Засмеялась, свистнула, исчезла...

Сергей Шелковый
               

                О поэте Владимире Свидзинском



    Владимир Свидзинский - редкостный поэт. Лучше сказать, уникальный. Поэт, который воистину "засветился сам от себя." И это ощутит каждый человек, способный чувствовать поэзию, прочитав его стихи, казалось бы, навсегда потерянные после жестокого уничтожения автора, стихи не приходившие к читателям более шестидесяти долгих лет.
    Родился Владимир Свидзинский в семье священника, в священническом на протяжении ряда поколений роду на Подолье в 1885 году. Закончил духовную семинарию, в дальнейшем получил ещё два высших образования - в Киевском коммерческом институте и в Каменец-Подольском университете на историко-филологическом факультете. В 1916-1918 был на фронтах Первой мировой. При новом режиме работал архивариусом и вел научную работу, обучаясь в аспирантуре, публикуя научные статьи, там же в Каменце-Подольском с 1918 до 1925 года. С 1925-го и вплоть до трагической гибели в 1941 году местом его обитания, средой и антисредой его творчества, его трудов ради скудного хлеба насущного на непрерывно сменяющихся редакторских должностях был столичный тогда Харьков.
    При жизни поэт издал три книги стихотворений: «Лирические стихи» (1922, Каменец—Подольский), "Вересень"(1927, Харьков), "Стихи"(1940, Львов). Эти сборники, разумеется, сразу же были объявлены официозной критикой совершенно не нужными пролетариату и чуждыми по всем признакам стране великих строек. Вневременная интонация лирики Свидзинского совершенно не вписывалась в барабанный треск почти всего, что выходило тогда из-под пера верноподданных литераторов. По определению составителя антологии, профессора Юрия Лавриненко, "Расстрелянное возрождение", если годы до 27-го были для Свидзинского годами относительного молчания, то время после 27-го стало уже временем абсолютного молчания. Хотя именно с последние годы жизни внутренняя творческая работа поэта была особенно интенсивной.
   Много и продуктивно переводил Свидзинский на украинский классику мировой поэзии с древнегреческого, латинского, древнерусского (Аристофан, Овидий, Гесиод, "Слово о полку Игореве"), переводил с французского, испанского, польского, грузинского и армянского языков.
    Осенью 1941 года, когда немецкие войска приближались к Харькову, НКВД судорожно бросало в свои тюремные подвалы ещё не эвакуированных жителей города, и в первую очередь, людей из среды украинской интеллигенции.
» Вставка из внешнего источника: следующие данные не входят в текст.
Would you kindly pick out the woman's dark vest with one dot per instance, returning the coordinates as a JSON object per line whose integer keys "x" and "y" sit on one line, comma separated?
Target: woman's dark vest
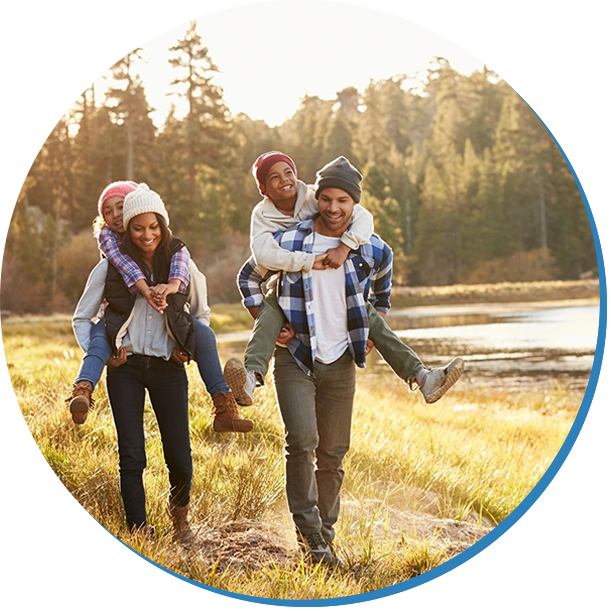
{"x": 179, "y": 321}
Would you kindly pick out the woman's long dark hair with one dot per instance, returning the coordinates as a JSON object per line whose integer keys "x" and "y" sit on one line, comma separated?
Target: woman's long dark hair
{"x": 162, "y": 252}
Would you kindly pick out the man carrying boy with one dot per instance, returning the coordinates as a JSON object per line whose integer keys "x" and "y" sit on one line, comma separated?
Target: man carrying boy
{"x": 314, "y": 375}
{"x": 287, "y": 201}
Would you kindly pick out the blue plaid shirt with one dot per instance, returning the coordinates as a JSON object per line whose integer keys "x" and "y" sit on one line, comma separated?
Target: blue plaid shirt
{"x": 109, "y": 243}
{"x": 368, "y": 277}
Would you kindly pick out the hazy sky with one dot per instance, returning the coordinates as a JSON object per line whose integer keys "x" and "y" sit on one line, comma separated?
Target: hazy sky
{"x": 271, "y": 54}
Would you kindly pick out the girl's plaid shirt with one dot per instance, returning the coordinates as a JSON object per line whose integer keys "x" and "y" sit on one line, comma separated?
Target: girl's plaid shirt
{"x": 109, "y": 243}
{"x": 368, "y": 277}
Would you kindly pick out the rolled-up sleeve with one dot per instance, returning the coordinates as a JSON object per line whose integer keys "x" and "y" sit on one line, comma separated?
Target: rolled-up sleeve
{"x": 250, "y": 278}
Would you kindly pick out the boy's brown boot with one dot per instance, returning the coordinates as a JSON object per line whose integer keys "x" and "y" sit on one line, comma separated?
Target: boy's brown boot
{"x": 226, "y": 415}
{"x": 80, "y": 401}
{"x": 182, "y": 531}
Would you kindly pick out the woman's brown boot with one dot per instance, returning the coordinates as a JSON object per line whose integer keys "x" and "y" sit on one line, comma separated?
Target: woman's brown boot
{"x": 226, "y": 415}
{"x": 182, "y": 531}
{"x": 80, "y": 401}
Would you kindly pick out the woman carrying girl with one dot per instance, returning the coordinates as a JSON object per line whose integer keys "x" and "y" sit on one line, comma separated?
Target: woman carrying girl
{"x": 146, "y": 340}
{"x": 109, "y": 229}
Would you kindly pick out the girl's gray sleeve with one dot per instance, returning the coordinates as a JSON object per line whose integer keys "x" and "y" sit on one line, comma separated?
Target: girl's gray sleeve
{"x": 89, "y": 304}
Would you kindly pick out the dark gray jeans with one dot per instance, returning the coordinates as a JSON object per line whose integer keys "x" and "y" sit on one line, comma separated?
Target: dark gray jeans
{"x": 317, "y": 415}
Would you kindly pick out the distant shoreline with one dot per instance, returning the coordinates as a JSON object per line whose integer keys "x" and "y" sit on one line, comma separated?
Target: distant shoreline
{"x": 232, "y": 317}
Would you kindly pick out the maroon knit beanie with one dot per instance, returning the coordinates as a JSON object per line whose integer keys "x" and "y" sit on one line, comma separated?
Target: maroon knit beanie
{"x": 263, "y": 164}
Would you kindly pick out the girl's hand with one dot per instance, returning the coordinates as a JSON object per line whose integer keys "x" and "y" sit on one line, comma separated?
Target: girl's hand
{"x": 117, "y": 361}
{"x": 154, "y": 302}
{"x": 178, "y": 356}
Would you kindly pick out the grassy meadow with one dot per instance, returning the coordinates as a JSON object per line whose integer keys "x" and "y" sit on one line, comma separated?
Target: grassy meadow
{"x": 422, "y": 484}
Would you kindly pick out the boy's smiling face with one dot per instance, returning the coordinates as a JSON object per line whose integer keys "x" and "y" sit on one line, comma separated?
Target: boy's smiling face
{"x": 281, "y": 184}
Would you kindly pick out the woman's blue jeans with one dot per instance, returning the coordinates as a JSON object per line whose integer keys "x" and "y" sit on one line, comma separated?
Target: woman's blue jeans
{"x": 206, "y": 356}
{"x": 167, "y": 385}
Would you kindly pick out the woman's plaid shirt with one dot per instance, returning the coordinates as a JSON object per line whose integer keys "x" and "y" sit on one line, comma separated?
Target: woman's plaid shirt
{"x": 368, "y": 277}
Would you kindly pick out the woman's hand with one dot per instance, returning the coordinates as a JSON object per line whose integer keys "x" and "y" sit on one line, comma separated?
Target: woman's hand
{"x": 161, "y": 291}
{"x": 117, "y": 361}
{"x": 286, "y": 334}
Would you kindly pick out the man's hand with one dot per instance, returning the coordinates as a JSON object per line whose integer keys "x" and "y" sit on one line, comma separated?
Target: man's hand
{"x": 336, "y": 257}
{"x": 319, "y": 261}
{"x": 178, "y": 356}
{"x": 117, "y": 361}
{"x": 254, "y": 311}
{"x": 286, "y": 334}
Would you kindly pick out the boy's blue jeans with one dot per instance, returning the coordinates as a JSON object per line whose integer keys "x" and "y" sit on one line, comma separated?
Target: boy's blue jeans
{"x": 262, "y": 343}
{"x": 166, "y": 382}
{"x": 206, "y": 356}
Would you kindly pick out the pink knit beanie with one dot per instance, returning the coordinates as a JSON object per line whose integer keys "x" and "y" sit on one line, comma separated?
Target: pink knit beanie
{"x": 120, "y": 188}
{"x": 263, "y": 164}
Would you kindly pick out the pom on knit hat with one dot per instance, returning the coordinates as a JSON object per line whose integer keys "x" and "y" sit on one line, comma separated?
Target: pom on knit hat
{"x": 120, "y": 188}
{"x": 263, "y": 164}
{"x": 341, "y": 174}
{"x": 142, "y": 200}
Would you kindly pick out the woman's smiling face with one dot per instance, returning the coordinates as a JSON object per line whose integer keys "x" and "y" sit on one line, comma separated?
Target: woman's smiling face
{"x": 145, "y": 232}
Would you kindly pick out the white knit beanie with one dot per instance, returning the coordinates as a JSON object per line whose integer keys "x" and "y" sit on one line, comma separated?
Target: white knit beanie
{"x": 142, "y": 200}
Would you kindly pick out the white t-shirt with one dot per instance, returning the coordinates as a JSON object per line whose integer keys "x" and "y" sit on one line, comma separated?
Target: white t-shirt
{"x": 329, "y": 301}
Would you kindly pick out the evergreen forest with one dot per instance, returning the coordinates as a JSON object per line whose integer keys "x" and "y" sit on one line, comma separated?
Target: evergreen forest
{"x": 464, "y": 181}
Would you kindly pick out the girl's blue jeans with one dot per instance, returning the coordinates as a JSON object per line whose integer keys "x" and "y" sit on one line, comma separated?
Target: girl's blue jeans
{"x": 206, "y": 356}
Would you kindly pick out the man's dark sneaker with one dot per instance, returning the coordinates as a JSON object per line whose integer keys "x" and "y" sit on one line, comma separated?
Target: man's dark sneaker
{"x": 317, "y": 550}
{"x": 439, "y": 380}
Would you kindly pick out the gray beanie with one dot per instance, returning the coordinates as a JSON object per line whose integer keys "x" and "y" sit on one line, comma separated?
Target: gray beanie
{"x": 341, "y": 174}
{"x": 142, "y": 200}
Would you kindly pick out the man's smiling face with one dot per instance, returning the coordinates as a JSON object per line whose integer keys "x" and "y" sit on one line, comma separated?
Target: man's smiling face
{"x": 336, "y": 207}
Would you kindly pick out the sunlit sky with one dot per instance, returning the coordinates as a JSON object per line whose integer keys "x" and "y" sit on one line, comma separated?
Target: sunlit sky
{"x": 271, "y": 54}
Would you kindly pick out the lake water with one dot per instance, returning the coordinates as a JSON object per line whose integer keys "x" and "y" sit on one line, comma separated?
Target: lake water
{"x": 505, "y": 345}
{"x": 508, "y": 345}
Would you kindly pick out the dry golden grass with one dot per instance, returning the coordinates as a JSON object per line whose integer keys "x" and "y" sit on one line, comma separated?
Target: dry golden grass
{"x": 422, "y": 483}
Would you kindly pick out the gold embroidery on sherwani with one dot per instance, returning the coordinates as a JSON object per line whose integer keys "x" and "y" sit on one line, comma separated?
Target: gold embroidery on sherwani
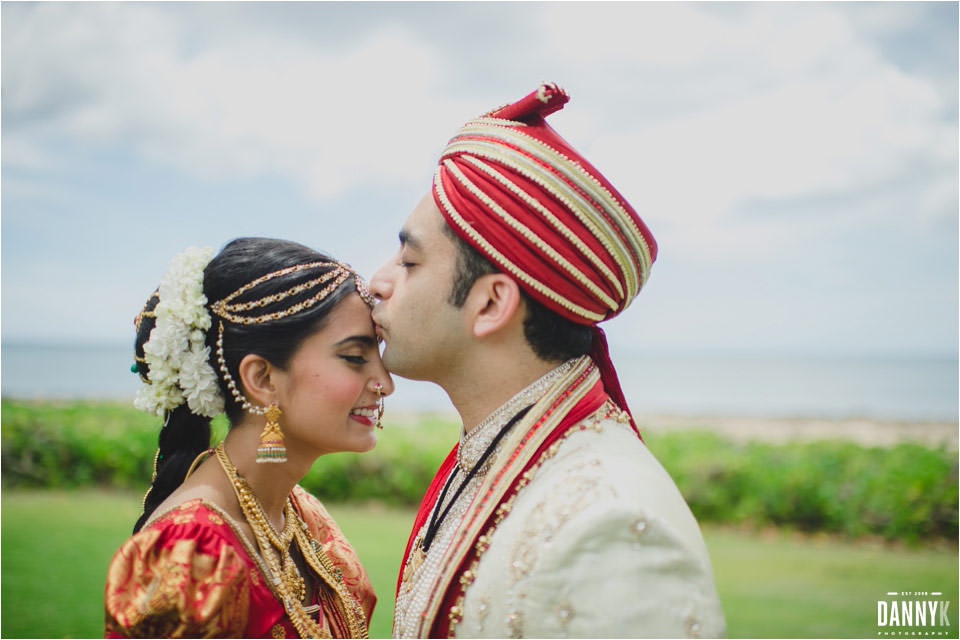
{"x": 415, "y": 618}
{"x": 421, "y": 570}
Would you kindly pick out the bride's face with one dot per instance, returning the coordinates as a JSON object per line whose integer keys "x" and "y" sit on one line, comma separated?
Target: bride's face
{"x": 328, "y": 390}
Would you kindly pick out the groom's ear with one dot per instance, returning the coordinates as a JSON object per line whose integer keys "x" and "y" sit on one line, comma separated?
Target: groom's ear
{"x": 494, "y": 301}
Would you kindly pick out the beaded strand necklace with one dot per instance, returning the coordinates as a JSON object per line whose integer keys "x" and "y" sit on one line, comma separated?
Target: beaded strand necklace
{"x": 285, "y": 577}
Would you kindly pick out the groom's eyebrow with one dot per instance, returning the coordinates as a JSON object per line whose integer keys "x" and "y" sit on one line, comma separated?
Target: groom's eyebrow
{"x": 408, "y": 239}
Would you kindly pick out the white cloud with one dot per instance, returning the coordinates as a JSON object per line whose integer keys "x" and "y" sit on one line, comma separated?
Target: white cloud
{"x": 776, "y": 103}
{"x": 249, "y": 106}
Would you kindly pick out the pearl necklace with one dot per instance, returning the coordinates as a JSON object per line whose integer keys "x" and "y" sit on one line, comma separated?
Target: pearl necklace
{"x": 274, "y": 547}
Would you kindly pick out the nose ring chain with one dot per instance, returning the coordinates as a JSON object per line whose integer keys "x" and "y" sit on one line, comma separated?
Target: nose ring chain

Дочь Свидзинского Мирослава, которую он растил один после смерти жены от тифа в дни Голодомора в 1933 году,  всячески оттягивала отъезд из Харькова. Причина была серьёзной - Мирослава, влюбленная в местного учителя, никак не хотела с ним расставаться. У отца уже был эвакуационный талон в Актюбинск, а дочь его всё ещё не получила. В конце сентября 1941 поэт Владимир Свидзинский был арестован - "чёрный ворон" чекистов среди бела дня увёз его из съёмного домишки на улице Лютовской на окраинной Новосёловке.
    Вместе с другими обречёнными арестантами конвой погнал его 15 октября на восток от Харькова. Скорее всего, ещё при выходе из города конвоирам от властных упырей НКВД поступила команда всех "ликвидировать". Знающие люди говорили мне, что это называлось в те дни эвакуацией "по первой категории". Официально тогда, объявили о угрозе окружения немцами. В селе Непокрытое Волчанского района под Харьковом, неподалёку от известного исторического раскопа Салтов, четыре сотни арестованных затолкали в заброшенный деревянный коровник, заперли двери и, облив стены бензином, подожгли с четырёх сторон. Всех запертых в строении людей заживо сожгли. То был день 18 октября 1941 года - страшный, но такой обыкновенный в своей подлости и жестокости, на фоне всего происходившего в последние десятилетия на Украине. Вся страна тогда была одной сплошной улицей Лютовской, или точнее, одной бесчеловечной Лютовской державой. И каждый без исключения из миллионов украинцев подлежал, рано или поздно, так или иначе, обработке "по первой категории".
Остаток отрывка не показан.